The Royal Canadian Mounted Police launched their investigation last November after they were called to the scene of the car crash in Alberta.
The Royal Canadian Mounted Police launched their investigation last November after they were called to the scene of the car crash in Alberta. Photograph: Chris Wattie/Reuters

Three people who were arrested naked by Canadian police after kidnapping their neighbours and crashing their car into another vehicle were Jehovah’s Witnesses who believed that they were escaping the end of the world, according to court documents.

In a plea document obtained by the Canadian Press, two women and a man admitted to kidnapping three people in the western province of Alberta last year, which brought a degree of clarity to the bizarre incident last November. One of the women also pleaded guilty to dangerous driving.

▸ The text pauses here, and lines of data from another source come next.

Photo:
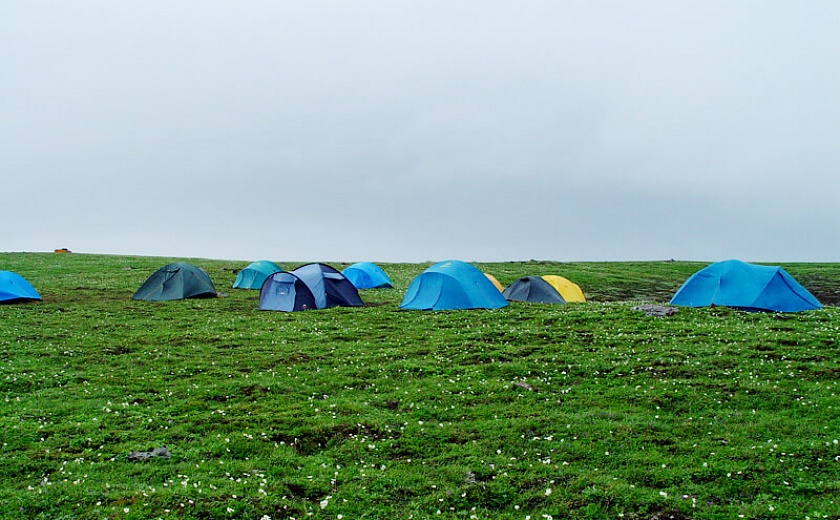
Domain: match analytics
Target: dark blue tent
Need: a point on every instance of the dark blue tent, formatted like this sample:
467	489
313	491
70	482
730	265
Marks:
452	285
253	276
532	289
311	286
366	275
14	289
176	281
740	285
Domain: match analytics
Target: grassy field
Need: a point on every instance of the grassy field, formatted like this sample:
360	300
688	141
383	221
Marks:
588	410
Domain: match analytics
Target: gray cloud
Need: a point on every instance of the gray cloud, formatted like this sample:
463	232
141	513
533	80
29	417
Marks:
422	130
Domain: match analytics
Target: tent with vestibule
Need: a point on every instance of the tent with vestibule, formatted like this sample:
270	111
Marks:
367	275
176	281
15	289
253	276
310	286
452	284
737	284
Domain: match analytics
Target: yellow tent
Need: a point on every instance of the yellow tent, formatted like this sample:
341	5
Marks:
567	289
495	282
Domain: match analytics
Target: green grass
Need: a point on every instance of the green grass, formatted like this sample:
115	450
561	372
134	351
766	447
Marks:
586	410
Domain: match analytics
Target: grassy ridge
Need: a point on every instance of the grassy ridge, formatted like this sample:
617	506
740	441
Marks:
581	411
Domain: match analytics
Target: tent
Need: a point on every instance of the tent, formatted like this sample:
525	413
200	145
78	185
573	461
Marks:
253	276
452	284
737	284
494	281
15	289
365	275
567	289
532	289
176	281
311	286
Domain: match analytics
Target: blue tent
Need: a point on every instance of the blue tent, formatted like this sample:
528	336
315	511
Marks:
14	288
176	281
737	284
452	285
253	276
365	275
311	286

The Royal Canadian Mounted Police launched their investigation after they were called to the scene of a car crash in an industrial park in Nisku, south of Edmonton.

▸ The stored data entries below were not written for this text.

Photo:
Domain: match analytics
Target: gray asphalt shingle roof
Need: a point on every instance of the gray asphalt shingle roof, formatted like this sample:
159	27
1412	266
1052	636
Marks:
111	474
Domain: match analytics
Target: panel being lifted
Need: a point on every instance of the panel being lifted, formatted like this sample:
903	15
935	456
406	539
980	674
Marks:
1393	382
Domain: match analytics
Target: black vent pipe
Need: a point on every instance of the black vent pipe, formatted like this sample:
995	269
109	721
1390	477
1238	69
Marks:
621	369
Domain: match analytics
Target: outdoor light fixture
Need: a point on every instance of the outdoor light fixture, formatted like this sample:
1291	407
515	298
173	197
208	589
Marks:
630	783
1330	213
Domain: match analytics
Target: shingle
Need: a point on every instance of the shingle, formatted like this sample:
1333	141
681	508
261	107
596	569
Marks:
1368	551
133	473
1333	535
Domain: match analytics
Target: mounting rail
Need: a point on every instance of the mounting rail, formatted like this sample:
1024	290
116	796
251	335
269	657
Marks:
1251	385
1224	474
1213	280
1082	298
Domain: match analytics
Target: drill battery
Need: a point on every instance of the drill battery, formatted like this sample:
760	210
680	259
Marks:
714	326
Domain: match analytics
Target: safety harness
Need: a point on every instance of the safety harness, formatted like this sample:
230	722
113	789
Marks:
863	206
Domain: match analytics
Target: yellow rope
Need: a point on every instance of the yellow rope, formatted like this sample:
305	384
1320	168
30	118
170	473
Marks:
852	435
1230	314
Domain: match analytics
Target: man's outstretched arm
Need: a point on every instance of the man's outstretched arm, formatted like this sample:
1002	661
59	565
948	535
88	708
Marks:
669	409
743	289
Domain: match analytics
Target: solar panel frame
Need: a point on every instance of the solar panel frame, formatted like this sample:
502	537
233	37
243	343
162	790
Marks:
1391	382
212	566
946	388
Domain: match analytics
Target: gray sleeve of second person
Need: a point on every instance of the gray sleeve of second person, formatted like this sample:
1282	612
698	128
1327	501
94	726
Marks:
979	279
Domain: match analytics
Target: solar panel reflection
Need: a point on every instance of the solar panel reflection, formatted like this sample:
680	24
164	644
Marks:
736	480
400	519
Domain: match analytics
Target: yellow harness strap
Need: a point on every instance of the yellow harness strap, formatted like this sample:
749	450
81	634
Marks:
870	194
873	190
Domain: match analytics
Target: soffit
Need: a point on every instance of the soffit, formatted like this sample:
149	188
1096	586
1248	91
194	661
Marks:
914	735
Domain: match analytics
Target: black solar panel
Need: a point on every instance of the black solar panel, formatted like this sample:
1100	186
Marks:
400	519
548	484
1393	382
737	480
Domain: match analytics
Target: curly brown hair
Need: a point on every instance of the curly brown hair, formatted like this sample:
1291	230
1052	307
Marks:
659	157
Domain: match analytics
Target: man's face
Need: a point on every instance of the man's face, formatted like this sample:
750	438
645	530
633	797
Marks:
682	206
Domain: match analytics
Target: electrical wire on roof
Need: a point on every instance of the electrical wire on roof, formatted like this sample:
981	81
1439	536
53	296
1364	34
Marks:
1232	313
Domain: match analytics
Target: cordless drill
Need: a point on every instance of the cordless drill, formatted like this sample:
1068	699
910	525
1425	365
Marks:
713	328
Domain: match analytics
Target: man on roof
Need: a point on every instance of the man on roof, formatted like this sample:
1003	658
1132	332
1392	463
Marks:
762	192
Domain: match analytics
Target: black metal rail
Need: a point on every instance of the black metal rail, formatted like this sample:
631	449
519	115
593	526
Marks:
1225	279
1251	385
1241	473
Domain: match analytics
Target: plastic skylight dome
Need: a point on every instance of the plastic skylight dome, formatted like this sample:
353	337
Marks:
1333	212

They arrived to find a white BMW that had collided with a truck; inside were five people – four of them naked – despite the centimetres of snow on the ground and temperatures that hovered around 10C (50F) below zero.

According to the plea document, the episode had begun several days earlier, when one of the women took her her two teenage daughters to visit her 27-year old nephew and his 30-year old wife, who lived in Leduc, Alberta.

After three days at the house – during which the group barely ate – they came to believe that they had lived through the Great Tribulation, a period of suffering which some evangelical Christians believe heralds the second coming.

Believing they were in imminent danger, the group fled the house – but in their haste, none of the family – except the mother – managed to get dressed, the document says.

“Four who were naked were changing but they had to leave right away because it was unsafe, so they left without clothes,” the plea document said.

The group piled into a BMW SUV – which the mother drove through the garage door to make their escape – but then decided they needed to rescue the neighbours.

They forced a man into the trunk of their vehicle and made his adult daughter and her baby climb into the back seat. “They did so because they believed that they were in danger, either from bad or wicked people outside or from demons,” says the guilty plea.

The BMW then raced down the highway, blasting through a red light as its occupants chanted “Jehovah” over and over.

According to the document, the three neighbours managed to escape when the SUV slowed down and flagged down a passing truck.

“It’s the middle of the winter and people running around with no shoes on – you stop to help them,” Derek Scott, the truck’s driver, told CTV News last year.

The neighbours climbed aboard the truck – but their relief was short-lived: the SUV rammed Scott’s truck, and both vehicles ended up in a snow-filled ditch.

When police responded to the accident, they faced a group who “displayed extreme strength” and refused to leave the vehicle. According to the court document, one of the teens believe the officers were “were monsters who would kill them”.

Police eventually resorted to using a combination of pepper spay and tasers to subdue and arrest the passengers.

At the time, police suspected drugs or alcohol might have been a factor in the incident. The father of the two teens – who wasn’t present during the incident – told investigators that he fears the group might have consumed a hallucinogenic tea.

But according to the Canadian Press, the plea document makes no mention of drugs or alcohol.

The two teenagers who were present during the abduction were not charged.